In the next steps we are going to impute rrsyst and rrdiast under two scenarios: MAR and MNAR. We will use the delta adjustment technique described in paragraph 7.2.3 in Van Buuren (2012)

6. Create a \(\delta\) vector that represent the following adjustment values for mmHg: 0 for MAR, and -5, -10, -15, and -20 for MNAR.

delta <- c(0, -5, -10, -15, -20)

The recipe for creating MNAR imputations for \(\delta \neq 0\) uses the post-processing facility of mice. This allows to change the imputations on the fly by deducting a value of \(\delta\) from the values just imputed.

7. Impute the leiden data using the delta adjustment technique. We only have to deduct from rrsyst, because rrdiast will adapt to the changed rrsyst when it is imputed using rrsyst as predictor. Store the five imputed scenarios (adjustment) in a list called imp.all.

imp.all <- list()
post <- ini$post
for (i in 1:length(delta)){
  d <- delta[i]
  cmd <- paste("imp[[j]][,i] <- imp[[j]][,i] +", d)
  post["rrsyst"] <- cmd
  imp <- mice(leiden, post = post, maxit = 5, seed = i, print = FALSE)
  imp.all[[i]] <- imp
}

8. Inspect the imputations. Compare the imputations for blood pressure under the most extreme scenarios with a box-and-whiskers plot. Is this as expected?

For the scenario where \(\delta = 0\) we can plot the first object from the list. This object is the mids-object that considers imputations under no adjustment.

mice::bwplot(imp.all[[1]])

With ggmice, it is less straightforward to create this plot, because it can only handle a single variable per aesthetic at the time. This means that to create multiple boxplots, we have to create multiple plots and stitch them together, using, for example, patchwork::wrap_plots(). Because the plots are created independently, the cleanest solution is obtained by only plotting those variables that suffer from missingness. If we would include all variables (also those without missingness), the number of imputations on the x-axis would differ between \(0\) for completely observed variables and \(m\) for the imputed variables.

The plot can be obtained like this:

leiden %>%
  select(where(~ sum(is.na(.x)) > 0)) %>%
  colnames %>%
  map(~ ggmice(imp.all[[1]], 
               mapping = aes_string(x = '.imp', y = .x)) + 
        geom_boxplot() +
        theme(legend.position = 'none')) %>%
  wrap_plots()

For the scenario where \(\delta = -20\) we can plot the fifth object from the list. This object is the mids-object that considers imputations under the largest adjustment.

mice::bwplot(imp.all[[5]])

We can clearly see that the adjustment has an effect on the imputations for rrsyst and, thus, on those for rrdiast.

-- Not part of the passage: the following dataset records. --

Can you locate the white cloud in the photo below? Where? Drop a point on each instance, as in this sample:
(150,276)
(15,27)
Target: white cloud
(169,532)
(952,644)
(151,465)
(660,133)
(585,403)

A similar figure can be obtained using ggmice, like this:

leiden %>%
  select(where(~ sum(is.na(.x)) > 0)) %>%
  colnames %>%
  map(~ ggmice(imp.all[[5]], 
               mapping = aes_string(x = '.imp', y = .x)) + 
        geom_boxplot() +
        theme(legend.position = 'none')) %>%
  wrap_plots()

9. Use the density plot for another inspection.

For the scenario where \(\delta = 0\) we can plot the first listed index from the list imp.all. This object is the mids-object that considers imputations under no adjustment.

mice::densityplot(imp.all[[1]], lwd = 2)

A similar figure can be obtained via ggmice:

leiden %>%
  select(where(~ sum(is.na(.x)) > 0)) %>%
  colnames %>%
  map(~ ggmice(imp.all[[1]], 
               mapping = aes_string(x = .x, group = '.imp')) + 
        geom_density() +
        theme(legend.position = 'none')) %>%
  wrap_plots()

For the scenario where \(\delta = -20\) we can plot the fifth listed index from the list imp.all. This object is the mids-object that considers imputations under the largest adjustment.

mice::densityplot(imp.all[[5]], lwd = 2)

We can once more clearly see that the adjustment has an effect on the imputations for rrsyst and, thus, on those for rrdiast.

Doing the same with ggmice yields

leiden %>%
  select(where(~ sum(is.na(.x)) > 0)) %>%
  colnames %>%
  map(~ ggmice(imp.all[[5]], 
               mapping = aes_string(x = .x, group = '.imp')) + 
        geom_density() +
        theme(legend.position = 'none')) %>%
  wrap_plots()

10. Also create a scatter plot of rrsyst and rrdiast by imputation number and missingness.

mice::xyplot(imp.all[[1]], rrsyst ~ rrdiast | .imp)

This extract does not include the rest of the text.